Jacket on, I felt the first suck of the wind followed close by the sharp sting of rain hitting cold ears. I pulled my hood up just as the skies opened. It was a deluge. One of those cloud bursts that gathered speed and water as it came across the reservoir. The first rush of rain washed Ben from my sight. Visibility fell to about fifty feet. The wind screamed. Trees bent over. Rain came down in sheets, sideways. I hunkered behind a boulder, sheltering from the gusts. Water ran off the brim of my hat in a steady stream. The temperature dropped and in an instant there was sleet stinging my hands and bouncing all around me. I laid my rod down and tucked my hands into my armpits letting a stout rain jacket and waders do their thing. Happily, they worked.

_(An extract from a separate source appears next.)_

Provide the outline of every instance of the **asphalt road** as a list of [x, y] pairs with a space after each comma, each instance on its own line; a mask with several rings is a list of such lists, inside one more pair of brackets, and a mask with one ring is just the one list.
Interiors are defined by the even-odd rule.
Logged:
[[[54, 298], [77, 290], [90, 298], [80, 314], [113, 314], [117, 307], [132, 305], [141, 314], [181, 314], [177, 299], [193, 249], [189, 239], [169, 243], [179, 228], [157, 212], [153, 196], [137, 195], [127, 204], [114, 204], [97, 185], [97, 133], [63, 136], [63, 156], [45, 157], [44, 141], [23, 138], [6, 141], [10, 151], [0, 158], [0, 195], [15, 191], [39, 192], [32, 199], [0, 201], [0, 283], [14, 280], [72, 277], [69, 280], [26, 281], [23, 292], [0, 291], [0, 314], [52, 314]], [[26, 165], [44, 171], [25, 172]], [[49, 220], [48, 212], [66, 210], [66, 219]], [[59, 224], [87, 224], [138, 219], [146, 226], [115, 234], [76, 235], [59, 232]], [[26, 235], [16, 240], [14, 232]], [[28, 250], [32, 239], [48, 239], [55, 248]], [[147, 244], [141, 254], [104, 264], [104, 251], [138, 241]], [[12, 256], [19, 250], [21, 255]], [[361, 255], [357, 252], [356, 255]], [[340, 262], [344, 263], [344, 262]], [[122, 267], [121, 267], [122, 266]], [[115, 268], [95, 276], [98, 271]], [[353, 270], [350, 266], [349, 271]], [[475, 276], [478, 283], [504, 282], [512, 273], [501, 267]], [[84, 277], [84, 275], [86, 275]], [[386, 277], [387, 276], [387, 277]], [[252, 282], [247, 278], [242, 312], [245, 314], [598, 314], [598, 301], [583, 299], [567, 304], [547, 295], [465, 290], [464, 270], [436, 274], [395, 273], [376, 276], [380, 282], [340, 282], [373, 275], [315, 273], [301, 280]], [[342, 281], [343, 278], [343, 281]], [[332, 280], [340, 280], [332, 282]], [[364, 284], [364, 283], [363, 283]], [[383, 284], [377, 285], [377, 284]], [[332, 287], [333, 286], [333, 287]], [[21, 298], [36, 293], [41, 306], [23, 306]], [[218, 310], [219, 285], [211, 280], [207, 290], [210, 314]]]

The worst lasted fifteen minutes before things let up enough to see the river. When they did, I looked and saw Ben, in the same spot, casting to the same pool, the only change being he had his hood up. I watched him for a while. Ben has a beautiful cast, the kind that just lays out as if the river gods themselves were whispering his fly down to the water. Even with a wind tearing up the valley, he was hitting his pockets. It was magnificent. The ragged, tailing fury of the storm chasing itself up the valley. Ben. His cast. The late-morning light. The feel of the cold turning to warm on my cheek. The white blanket of sleet just on the edge of the blackberry. The jewels of raindrops clinging to the lichen on my sheltering boulder. Then back to Ben and his damn cast. For the first time in my life I found myself fishing vicariously. With every one of his casts, I willed a fish to his fly. I willed and imagined and envisioned some monster from the deep coming up as the storm had come down. I wanted to hear his yawp—the cry of elation that inevitably follows on the whole world coming right in an instant. It’s the closest I’ve come to prayer in a long time.

Of course, there was no fish—at least not on those few vicarious casts. But there was beauty. The sort of beauty that stays in your memory like the smell of the earth after the rain. That makes it a good memory. One that I look forward to recalling every now and again. The good kind of fishing memory that doesn’t end in a fish but rather with the anticipation of a promise to fill.